Lee stood fifth after the short program. That was a moral victory because a costly mistake on an element in the short program a year ago had left her in 11th place, giving her a steep climb to her eventual fifth-place finish. This time, she pulled off a triple flip-triple toe loop jump combination and sailed through.
She was within reach of a medal. Suddenly, her expectations rose. “Then I was, ‘Shoot, I’ve never been in this position before,’” she said.
She handled the pressure beautifully, enjoying her performance instead of ticking off each technical element in her mind like a shopping list. She completed seven triple jumps without a single negative grade of execution from any of the nine judges; though she did a triple flip-double axel-double axel sequence instead of a triple-triple combination, she racked up 138.85 points, a personal best and three points better than Glenn’s free skate routine. Her final total score was 204.13 points.

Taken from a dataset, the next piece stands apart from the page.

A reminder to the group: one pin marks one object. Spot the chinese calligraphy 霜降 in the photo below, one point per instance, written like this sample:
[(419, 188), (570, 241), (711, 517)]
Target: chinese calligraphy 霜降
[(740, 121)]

Her only misstep occurred when, overwhelmed by the occasion, she tried to exit the ice through the Zamboni door instead of the skaters’ door.
“You go through a program and you watch a girl like that and you just go, ‘OK girl, you can do this,’” Evidente said. “‘Just six more jumps. OK, you can continue doing this. You can stay up. Just keep going.’”

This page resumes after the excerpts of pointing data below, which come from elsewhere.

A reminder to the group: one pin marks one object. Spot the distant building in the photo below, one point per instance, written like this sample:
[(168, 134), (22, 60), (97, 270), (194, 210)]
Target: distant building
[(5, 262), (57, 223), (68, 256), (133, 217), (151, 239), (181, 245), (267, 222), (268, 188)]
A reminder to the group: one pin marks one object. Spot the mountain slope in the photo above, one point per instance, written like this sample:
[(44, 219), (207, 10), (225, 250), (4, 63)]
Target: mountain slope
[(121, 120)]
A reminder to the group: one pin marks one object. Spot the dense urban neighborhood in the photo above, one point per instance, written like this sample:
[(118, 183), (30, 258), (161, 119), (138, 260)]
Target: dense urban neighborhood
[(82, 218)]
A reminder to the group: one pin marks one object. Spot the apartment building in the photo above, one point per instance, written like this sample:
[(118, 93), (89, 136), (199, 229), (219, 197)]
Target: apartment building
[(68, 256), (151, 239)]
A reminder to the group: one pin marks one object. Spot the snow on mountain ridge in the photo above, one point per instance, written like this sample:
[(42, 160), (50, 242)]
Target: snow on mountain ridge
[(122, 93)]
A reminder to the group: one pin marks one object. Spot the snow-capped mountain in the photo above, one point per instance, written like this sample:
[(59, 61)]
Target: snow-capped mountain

They were both happily shocked by her score, but four skaters remained. Lee and Evidente didn’t know if her total would hold up as No. 1 for the long program and they didn’t know where she’d finish.

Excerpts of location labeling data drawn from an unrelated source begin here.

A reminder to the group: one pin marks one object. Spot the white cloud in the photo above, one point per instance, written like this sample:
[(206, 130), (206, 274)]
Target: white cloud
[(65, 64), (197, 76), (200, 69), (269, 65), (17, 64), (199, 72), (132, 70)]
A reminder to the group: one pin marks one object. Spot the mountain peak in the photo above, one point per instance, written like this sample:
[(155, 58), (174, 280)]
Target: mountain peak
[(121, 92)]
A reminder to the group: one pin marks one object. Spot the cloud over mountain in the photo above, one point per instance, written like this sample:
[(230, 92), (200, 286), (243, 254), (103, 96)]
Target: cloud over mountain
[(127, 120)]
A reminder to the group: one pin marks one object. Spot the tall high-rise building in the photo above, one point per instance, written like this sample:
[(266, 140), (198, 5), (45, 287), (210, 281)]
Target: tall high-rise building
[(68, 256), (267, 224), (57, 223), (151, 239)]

Lee didn’t see the final skaters or track the standings. “My eyelashes fell off and I was reapplying those. They fell off when I was crying in the kiss-and-cry. So I didn’t really watch Amber’s entire skate,” Lee said.
“But my friends were texting me, like, ‘Oh my God, you’re going to place.’ I think I was getting interviewed in the mixed zone during Isabeau’s skate so I didn’t get to watch her. But I had no idea that I had won the free skate until afterward. Way after.”
Glenn and Levito are headed to the world championships, but Lee said she’s not disappointed to return to junior worlds. Her mother, attorney Caroline Tseng, is from Taiwan, so Lee welcomes the chance to visit. Since she didn’t expect to do well enough at the U.S. championships to be chosen for the junior world team, the chance to gain additional high-level international experience is a bonus. “I’m definitely really grateful for the opportunity,” she said.
She will face high expectations. Evidente, who began coaching her late in 2020, believes she’s better prepared than she was a year ago.
“I think with experience you just know so much more. And she knows how to handle herself so much more. So I think she will be able to thrive in that environment this year,” Evidente said. “The only expectation for me for her, as I told her [recently], is to stay loyal to her hard work. And to stay really present, because I think everything else comes from that.”